De vez em quando num acesso de fofura minha mãe me diz que o dia em que eu nasci foi um dos dias mais felizes da vida dela. Ela queria muito me ter, então eu imagino que tenha sido mágico mesmo. Curioso que quando ela tinha minha idade o sonho dela era esse: me ter um dia. O meu não é. Meus sonhos envolvem meu trabalho, destinos diferentes ou até mesmo um grande amor. Para ela foi mágico, era pura expectativa, pra mim é assustador. Definitivamente não acho que tenha que ser mágico pra toda mulher. Precisamos parar de colocar todo mundo no mesmo saco. 

A verdade é que mesmo não sonhando em ter filhos eu não estou fechada para nada. Sei que posso mudar de ideia, inclusive quero cuidar de preservar minha fertilidade por isso, mas independente de sonhar ou não com a maternidade, ver a Carla e seus posts me faz acreditar que mesmo eu não tendo nascido com essa vocação eu posso querer fazer isso. Sem me anular, sem mudar meus sonhos e deixar de ser quem eu sou. Porque existem variados tipos de boas mães e independente de quais forem os meus sonhos, eu não precisarei deixar de ser eu mesma.

Sem dúvida, pra mim que nunca tive na maternidade um objetivo de vida, sempre foi difícil pensar que se um dia eu escolhesse viver isso, eu teria que abrir mão de tudo que eu desejo fazer, plantar, colher e realizar ainda nessa vida.

….ou com a minha sobrinha fofa demais!

A maternidade poderá vir a ser um desejo na minha vida, mas acho que ser em mãe tempo integral jamais vai ser uma vocação pra mim, por mais que eu ache bonito e respeite as mulheres que escolhem esse caminho.

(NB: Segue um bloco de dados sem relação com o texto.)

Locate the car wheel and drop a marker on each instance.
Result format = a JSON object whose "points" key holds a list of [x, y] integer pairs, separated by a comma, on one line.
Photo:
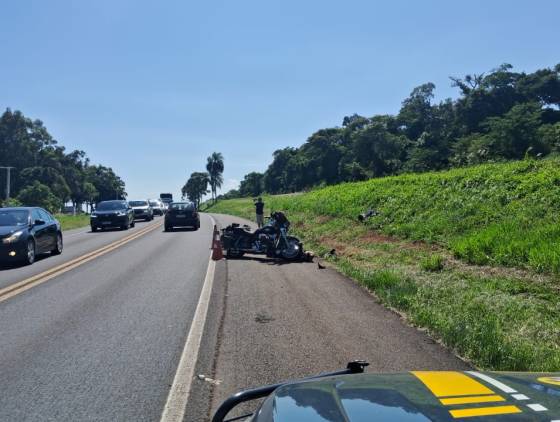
{"points": [[31, 252], [59, 245]]}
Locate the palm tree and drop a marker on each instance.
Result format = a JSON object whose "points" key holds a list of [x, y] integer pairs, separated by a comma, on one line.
{"points": [[215, 168]]}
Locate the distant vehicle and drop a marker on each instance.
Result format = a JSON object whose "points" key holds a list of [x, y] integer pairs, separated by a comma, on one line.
{"points": [[26, 232], [142, 210], [166, 198], [181, 214], [351, 395], [116, 213], [157, 206]]}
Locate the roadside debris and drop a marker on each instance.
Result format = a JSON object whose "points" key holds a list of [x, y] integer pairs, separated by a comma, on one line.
{"points": [[368, 214], [263, 318], [209, 380], [331, 254]]}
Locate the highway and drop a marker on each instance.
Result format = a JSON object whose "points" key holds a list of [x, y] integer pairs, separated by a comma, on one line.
{"points": [[98, 333]]}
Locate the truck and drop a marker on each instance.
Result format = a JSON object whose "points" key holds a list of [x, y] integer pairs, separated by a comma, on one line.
{"points": [[166, 198]]}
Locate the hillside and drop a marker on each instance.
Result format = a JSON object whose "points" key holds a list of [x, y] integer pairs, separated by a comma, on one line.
{"points": [[439, 249]]}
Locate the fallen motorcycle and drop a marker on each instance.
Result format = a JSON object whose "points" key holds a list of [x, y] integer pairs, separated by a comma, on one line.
{"points": [[271, 240]]}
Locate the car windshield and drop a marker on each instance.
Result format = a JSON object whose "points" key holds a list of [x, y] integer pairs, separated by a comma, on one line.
{"points": [[184, 206], [14, 217], [111, 206]]}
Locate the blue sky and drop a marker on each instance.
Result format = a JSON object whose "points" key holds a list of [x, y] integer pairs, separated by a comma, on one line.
{"points": [[151, 88]]}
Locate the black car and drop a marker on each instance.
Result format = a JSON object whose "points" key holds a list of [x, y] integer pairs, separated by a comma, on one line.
{"points": [[142, 210], [26, 232], [181, 214], [115, 213]]}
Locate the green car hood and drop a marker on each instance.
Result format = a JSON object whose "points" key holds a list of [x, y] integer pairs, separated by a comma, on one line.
{"points": [[416, 397]]}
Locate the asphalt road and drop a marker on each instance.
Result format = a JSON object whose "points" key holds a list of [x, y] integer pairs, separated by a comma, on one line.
{"points": [[102, 341], [274, 321]]}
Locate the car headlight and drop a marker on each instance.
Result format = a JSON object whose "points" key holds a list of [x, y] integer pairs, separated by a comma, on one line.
{"points": [[14, 237]]}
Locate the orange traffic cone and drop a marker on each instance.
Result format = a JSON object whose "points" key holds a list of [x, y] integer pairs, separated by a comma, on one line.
{"points": [[217, 252]]}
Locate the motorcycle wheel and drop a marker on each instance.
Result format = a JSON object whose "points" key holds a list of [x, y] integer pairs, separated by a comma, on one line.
{"points": [[234, 253], [294, 249]]}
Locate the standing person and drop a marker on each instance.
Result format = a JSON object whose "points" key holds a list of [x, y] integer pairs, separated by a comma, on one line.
{"points": [[259, 210]]}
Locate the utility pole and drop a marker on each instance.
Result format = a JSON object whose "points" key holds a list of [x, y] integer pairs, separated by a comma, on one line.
{"points": [[7, 180]]}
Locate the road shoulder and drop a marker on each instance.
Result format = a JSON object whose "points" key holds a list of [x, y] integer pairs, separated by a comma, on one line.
{"points": [[280, 321]]}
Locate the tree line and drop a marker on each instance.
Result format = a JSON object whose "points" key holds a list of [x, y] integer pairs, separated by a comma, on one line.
{"points": [[44, 173], [499, 115], [197, 184]]}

Tudo tem a ver com os sonhos de cada uma, precisamos parar para refletir e respeitar quem pensa diferente da gente. Sem diminuir a outra mulher que fez escolhas distintas ou pensa diferente da gente. Não existe um tipo certo de mulher e nem um tipo certo de mãe, por isso não julgar é tão importante. Agora eu mesma vou responder a pergunta que me fiz no título: não, eu não preciso ser e nem sonhar em ser mãe. E nem você. E tá tudo bem.